I never understood the tension between them, but as I got older and started to
comprehend Mom’s snarkiness and underhanded insults for what they were, it
made sense.
Nana always had a positive, sunny outlook on life, viewing the world through
rose-colored glasses. She was always smiling and humming, while Mom is cursed
with a perpetual scowl on her face and looking at life like her glasses got smashed
when she was plunged out of Nana’s vagina. I don’t know why her personality
never developed past that of a porcupine—she was never raised to be a prickly
bitch.
Growing up, my mom and dad had a house only a mile away from Parsons
Manor. She could barely tolerate me, so I spent most of my childhood in this
house. It wasn’t until I left for college that Mom moved out of town an hour
away. When I quit college, I moved in with her until I got back on my feet and
my writing career took off.
And when it did, I decided to travel around the country, never really settling in
one place.
Nana died about a year ago, gifting me the house in her will, but my grief
hindered me from moving into Parsons Manor. Until now.

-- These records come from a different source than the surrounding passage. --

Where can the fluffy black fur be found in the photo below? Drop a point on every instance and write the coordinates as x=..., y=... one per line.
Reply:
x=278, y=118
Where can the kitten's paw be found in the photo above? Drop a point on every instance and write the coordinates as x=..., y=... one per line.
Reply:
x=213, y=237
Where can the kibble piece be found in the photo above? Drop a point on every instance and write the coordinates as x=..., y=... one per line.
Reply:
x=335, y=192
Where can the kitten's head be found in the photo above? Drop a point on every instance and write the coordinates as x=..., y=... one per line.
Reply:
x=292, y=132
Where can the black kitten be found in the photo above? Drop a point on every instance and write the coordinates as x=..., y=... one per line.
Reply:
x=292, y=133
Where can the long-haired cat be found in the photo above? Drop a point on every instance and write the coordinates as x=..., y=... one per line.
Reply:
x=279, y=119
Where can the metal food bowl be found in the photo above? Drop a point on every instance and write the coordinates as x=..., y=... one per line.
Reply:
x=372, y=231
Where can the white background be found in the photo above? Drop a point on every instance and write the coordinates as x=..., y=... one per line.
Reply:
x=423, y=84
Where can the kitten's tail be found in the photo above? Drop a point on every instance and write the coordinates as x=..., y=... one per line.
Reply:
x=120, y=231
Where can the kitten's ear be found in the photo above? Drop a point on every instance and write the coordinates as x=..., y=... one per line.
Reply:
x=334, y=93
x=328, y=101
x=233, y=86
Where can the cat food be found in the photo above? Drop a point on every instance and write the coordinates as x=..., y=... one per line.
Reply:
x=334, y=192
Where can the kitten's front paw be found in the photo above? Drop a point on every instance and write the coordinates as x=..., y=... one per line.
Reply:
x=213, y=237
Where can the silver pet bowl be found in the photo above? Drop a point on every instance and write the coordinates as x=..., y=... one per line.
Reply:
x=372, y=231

Mom sighs again through the phone. “I just wish you had more ambition in
life, instead of staying in the town you grew up in, sweetie. Do something more
with your life than waste away in that house like your grandmother did. I don’t
want you to become worthless like her.”
A snarl overtakes my face, fury tearing throughout my chest. “Hey, Mom?”
“Yes?”
“Fuck off.”
I hang up the phone, angrily smashing my finger into the screen until I hear the
telltale chime that the call has ended.
How dare she speak of her own mother that way when she was nothing but
loved and cherished? Nana certainly didn’t treat her the way she treats me, that’s
for damn sure.
I rip a page from Mom’s book and let loose a melodramatic sigh, turning to
look out my side window. Said house stands tall, the tip of the black roof spearing
through the gloomy clouds and looming over the vastly wooded area as if to say
you shall fear me. Peering over my shoulder, the dense thicket of trees are no
more inviting—their shadows crawling from the overgrowth with outstretched
claws.
I shiver, delighting in the ominous feeling radiating from this small portion of
the cliff. It looks exactly as it did from my childhood, and it gives me no less of a
thrill to peer into the infinite blackness.